I should say that I remember the wedding car took my dad and I down to the church, Kirkby Stephen Parish Church, which is a big lovely church. When I got out there was a gathering of children all around the church gate, and when I got out of the car they went, “oooooh” because they had never seen a long wedding dress and I was the first one for them to see. I would not have gotten it if people had not took together for the coupons. 

And you asked about cigarettes—I smoked Craven A. 

Interviewer: Did you?

Doxford: Yeah a red pack with a ring on it with A, Craven A. 

Interviewer: It had a brown piece on the bottom but there was no tip in it was there? 

Doxford: No, it was not, I do not think in the beginning. 

Interviewer: Do you know they were made in the West Indies?

Doxford: Were they really?

Interviewer: Yeah.

Doxford: And of course why I started was this twenty minute waiting between [pressure] readings. 

Interviewer: Oh down there [P6]?

Doxford: Yes I started down there and I did not ever smoke very much, five or six a day. I could not afford it anyway because we were only paid about a pound or twenty-eight shillings a week. 

Interviewer: Were you?

Doxford: Yes it was very feeble. 

Interviewer: The process workers were paid a five [pound note] or starter. 

Doxford: When I came, I would have gotten five pounds if I had stayed at the Food Office because I would have been in charge of this department issuing the Russian books. I could only be in charge for a year and he [my boss] forced that. I think he was annoyed because I had taken the job when he felt that I knew that I was going to get married. 

I knew the way he treated the girls that worked there. The girl who was in charge was moving to the south coast to a food office down there, and so I was the one really to take her job. I did get five pounds a week for a short period of time. That would be in 1947, 1946 or 1947. 

Interviewer: Do you recall the Attlee Government coming in? Do you remember Clement Attlee?

Doxford: Yes I do. 

Interviewer: Replacing the great war hero, Churchill—were you shocked by that?
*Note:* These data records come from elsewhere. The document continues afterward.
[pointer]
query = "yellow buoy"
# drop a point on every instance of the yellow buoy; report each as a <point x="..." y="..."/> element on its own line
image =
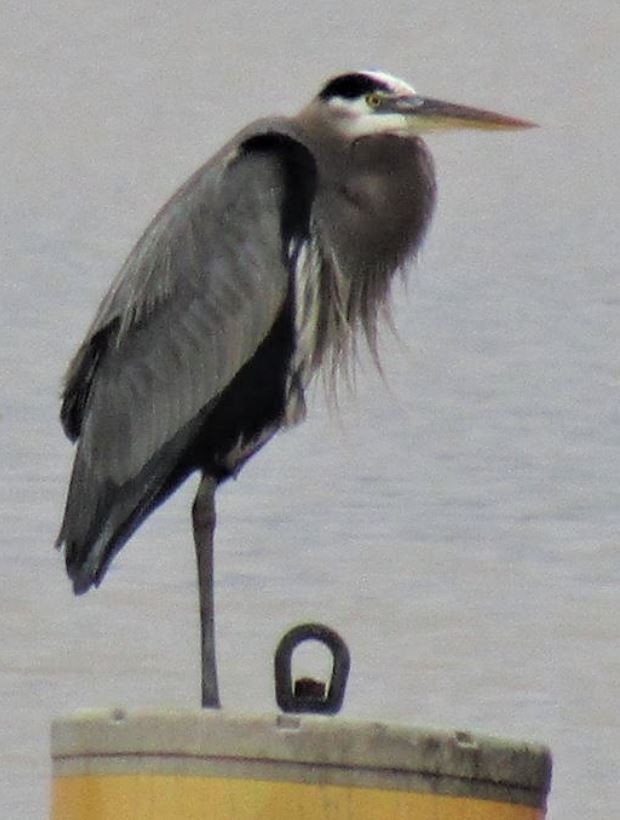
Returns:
<point x="185" y="765"/>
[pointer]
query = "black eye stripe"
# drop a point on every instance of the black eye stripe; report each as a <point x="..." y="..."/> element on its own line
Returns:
<point x="351" y="86"/>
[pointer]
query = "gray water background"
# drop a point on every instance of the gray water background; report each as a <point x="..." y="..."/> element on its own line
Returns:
<point x="460" y="525"/>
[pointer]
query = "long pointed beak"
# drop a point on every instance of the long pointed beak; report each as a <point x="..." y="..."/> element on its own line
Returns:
<point x="427" y="114"/>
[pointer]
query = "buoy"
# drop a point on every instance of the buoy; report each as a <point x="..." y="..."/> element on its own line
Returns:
<point x="185" y="765"/>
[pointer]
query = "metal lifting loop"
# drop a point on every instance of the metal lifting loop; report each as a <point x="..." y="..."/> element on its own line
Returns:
<point x="307" y="694"/>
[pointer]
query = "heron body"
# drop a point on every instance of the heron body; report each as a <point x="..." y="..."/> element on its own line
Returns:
<point x="263" y="267"/>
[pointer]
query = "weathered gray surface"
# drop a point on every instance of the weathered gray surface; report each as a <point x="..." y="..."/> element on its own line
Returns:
<point x="461" y="531"/>
<point x="302" y="750"/>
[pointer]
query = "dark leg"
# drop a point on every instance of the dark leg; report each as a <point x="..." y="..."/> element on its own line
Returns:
<point x="203" y="517"/>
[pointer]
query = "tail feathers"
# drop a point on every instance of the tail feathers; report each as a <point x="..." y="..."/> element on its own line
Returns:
<point x="99" y="520"/>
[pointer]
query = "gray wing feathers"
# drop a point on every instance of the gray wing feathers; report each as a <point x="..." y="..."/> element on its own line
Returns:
<point x="191" y="305"/>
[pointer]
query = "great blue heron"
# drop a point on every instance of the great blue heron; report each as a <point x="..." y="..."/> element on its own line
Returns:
<point x="260" y="269"/>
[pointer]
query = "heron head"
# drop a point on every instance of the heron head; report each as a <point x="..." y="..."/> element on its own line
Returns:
<point x="372" y="102"/>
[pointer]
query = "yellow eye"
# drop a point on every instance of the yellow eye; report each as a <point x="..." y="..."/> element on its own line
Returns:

Doxford: I suppose I was a little bit because he [Churchill] had been there for so long and he had been such a wonderful leader. It seemed cruel to put him out. 

Interviewer: People thought they let him down, didn’t they?
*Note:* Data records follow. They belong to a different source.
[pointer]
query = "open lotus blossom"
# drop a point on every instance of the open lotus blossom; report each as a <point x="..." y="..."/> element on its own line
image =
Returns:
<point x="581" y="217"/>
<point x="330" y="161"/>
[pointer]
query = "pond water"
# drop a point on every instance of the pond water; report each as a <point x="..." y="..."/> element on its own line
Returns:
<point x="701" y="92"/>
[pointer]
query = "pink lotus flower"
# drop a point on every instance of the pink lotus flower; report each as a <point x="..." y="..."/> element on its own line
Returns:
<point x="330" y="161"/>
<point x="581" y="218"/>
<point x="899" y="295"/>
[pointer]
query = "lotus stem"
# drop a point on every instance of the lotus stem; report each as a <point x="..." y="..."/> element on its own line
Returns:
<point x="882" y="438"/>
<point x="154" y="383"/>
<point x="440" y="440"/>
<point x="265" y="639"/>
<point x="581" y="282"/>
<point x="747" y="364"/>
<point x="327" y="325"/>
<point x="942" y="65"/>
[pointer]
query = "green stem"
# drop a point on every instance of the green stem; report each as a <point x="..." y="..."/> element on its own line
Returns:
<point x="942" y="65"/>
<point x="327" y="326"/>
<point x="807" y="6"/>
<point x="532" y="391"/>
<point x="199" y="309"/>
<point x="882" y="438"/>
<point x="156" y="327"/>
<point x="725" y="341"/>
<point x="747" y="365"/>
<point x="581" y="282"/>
Doxford: Yes, I could remember that feeling. And I think he was hurt too even though he must have been very tired, really. 
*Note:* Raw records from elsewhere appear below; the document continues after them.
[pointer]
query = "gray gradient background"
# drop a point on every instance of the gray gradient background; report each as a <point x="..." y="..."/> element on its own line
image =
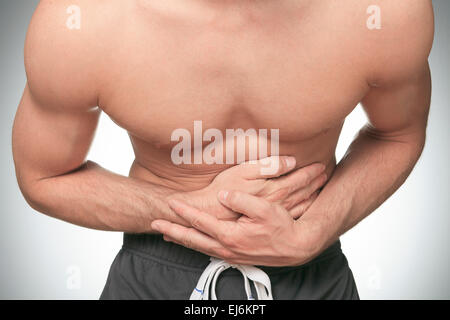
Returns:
<point x="399" y="252"/>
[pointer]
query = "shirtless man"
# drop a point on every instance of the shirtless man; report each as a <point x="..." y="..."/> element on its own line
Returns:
<point x="154" y="66"/>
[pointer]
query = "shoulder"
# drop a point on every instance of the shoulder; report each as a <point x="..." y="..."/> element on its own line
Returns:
<point x="63" y="52"/>
<point x="400" y="47"/>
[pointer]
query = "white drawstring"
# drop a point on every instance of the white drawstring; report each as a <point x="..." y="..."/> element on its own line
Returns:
<point x="212" y="272"/>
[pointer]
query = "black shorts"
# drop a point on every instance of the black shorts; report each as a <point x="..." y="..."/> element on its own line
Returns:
<point x="147" y="267"/>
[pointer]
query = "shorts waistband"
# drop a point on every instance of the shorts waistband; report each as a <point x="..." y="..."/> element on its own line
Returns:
<point x="154" y="246"/>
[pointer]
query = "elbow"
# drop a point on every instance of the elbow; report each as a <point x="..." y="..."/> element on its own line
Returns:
<point x="32" y="193"/>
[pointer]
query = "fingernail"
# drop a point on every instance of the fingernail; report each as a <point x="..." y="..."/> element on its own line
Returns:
<point x="174" y="203"/>
<point x="155" y="226"/>
<point x="290" y="162"/>
<point x="223" y="195"/>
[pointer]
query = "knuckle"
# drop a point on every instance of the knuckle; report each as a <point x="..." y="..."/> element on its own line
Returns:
<point x="195" y="222"/>
<point x="307" y="179"/>
<point x="187" y="239"/>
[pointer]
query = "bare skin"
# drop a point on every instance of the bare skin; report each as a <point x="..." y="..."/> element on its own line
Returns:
<point x="153" y="67"/>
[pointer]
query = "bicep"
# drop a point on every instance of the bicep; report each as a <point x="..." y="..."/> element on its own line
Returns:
<point x="400" y="107"/>
<point x="48" y="141"/>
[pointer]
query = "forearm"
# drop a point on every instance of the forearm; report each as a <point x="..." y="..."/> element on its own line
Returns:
<point x="96" y="198"/>
<point x="373" y="168"/>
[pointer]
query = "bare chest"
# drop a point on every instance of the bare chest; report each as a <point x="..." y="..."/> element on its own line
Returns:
<point x="273" y="77"/>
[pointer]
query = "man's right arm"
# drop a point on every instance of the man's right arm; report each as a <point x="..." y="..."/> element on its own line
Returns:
<point x="54" y="128"/>
<point x="55" y="125"/>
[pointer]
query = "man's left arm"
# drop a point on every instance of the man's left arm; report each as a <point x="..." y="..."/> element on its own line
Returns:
<point x="376" y="164"/>
<point x="379" y="159"/>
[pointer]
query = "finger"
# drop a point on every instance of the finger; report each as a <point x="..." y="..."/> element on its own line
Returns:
<point x="301" y="208"/>
<point x="299" y="178"/>
<point x="244" y="203"/>
<point x="303" y="194"/>
<point x="269" y="167"/>
<point x="190" y="238"/>
<point x="200" y="220"/>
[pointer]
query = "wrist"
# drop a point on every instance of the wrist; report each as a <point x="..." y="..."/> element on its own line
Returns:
<point x="311" y="239"/>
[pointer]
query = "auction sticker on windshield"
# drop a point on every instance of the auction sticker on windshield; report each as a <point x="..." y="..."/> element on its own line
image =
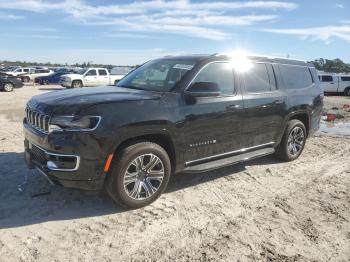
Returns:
<point x="183" y="67"/>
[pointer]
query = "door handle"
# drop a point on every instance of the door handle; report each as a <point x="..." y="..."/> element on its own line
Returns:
<point x="278" y="101"/>
<point x="233" y="107"/>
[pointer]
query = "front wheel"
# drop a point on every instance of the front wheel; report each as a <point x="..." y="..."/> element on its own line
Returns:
<point x="139" y="174"/>
<point x="293" y="141"/>
<point x="8" y="87"/>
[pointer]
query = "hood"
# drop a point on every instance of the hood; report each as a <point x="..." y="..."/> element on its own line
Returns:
<point x="76" y="99"/>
Interviewer: I think he was hurt as well. I heard Attlee described absolutely beautifully; it was: “Moon to Churchill’s War Time Sun.”

All through your life you were a child of the Depression and you had a war where you were rationing in, you were rationing after the war. When 1953 came along you must have had some hope in your life for the first time with the coronation and a new young Queen and the rump of the war politicians starting to disappear off the horizon. Did you feel that this coronation was a new start for you?

Doxford: I did, yes. It was the beginning of a new era and of course my first boy was born in 1950. Then Paul was born in 1954. 

In between, I looked after my brother’s baby while his wife was in the hospital, and I also had another baby some time to look after. During the war my dad’s cousin came up from London and with her little baby. Her husband had died and she went out during the war to Australia taking this baby with her.

Interviewer: I just have one final thing here. Do you recall Myfanwy [Pritchard-Roberts]? 

Doxford: Oh I remember Myfanwy. She was a very even, kindly sort of girl. There were ten of us. She probably told you that didn’t she?

Interviewer: No, nobody asked that question. So there were ten of you? 

Doxford: There were ten girls and seventy men. 

Interviewer: And the ten girls were lab assistants basically?

Doxford: That is right, we did different sort of jobs but I did spend most of my time in the engineering section. 

Interviewer: You were not clerical?

Doxford: Oh no, no clerical other than writing.

Interviewer: So there were ten girls and seventy men.

Doxford: Yes, which was big joke because [my father] said, “You are not going in the forces my girl. This [DSIR] is for you.” Then when I got down there, there were just ten girls and seventy men. [laughter] That was a joke you see because he thought I was going to be safe.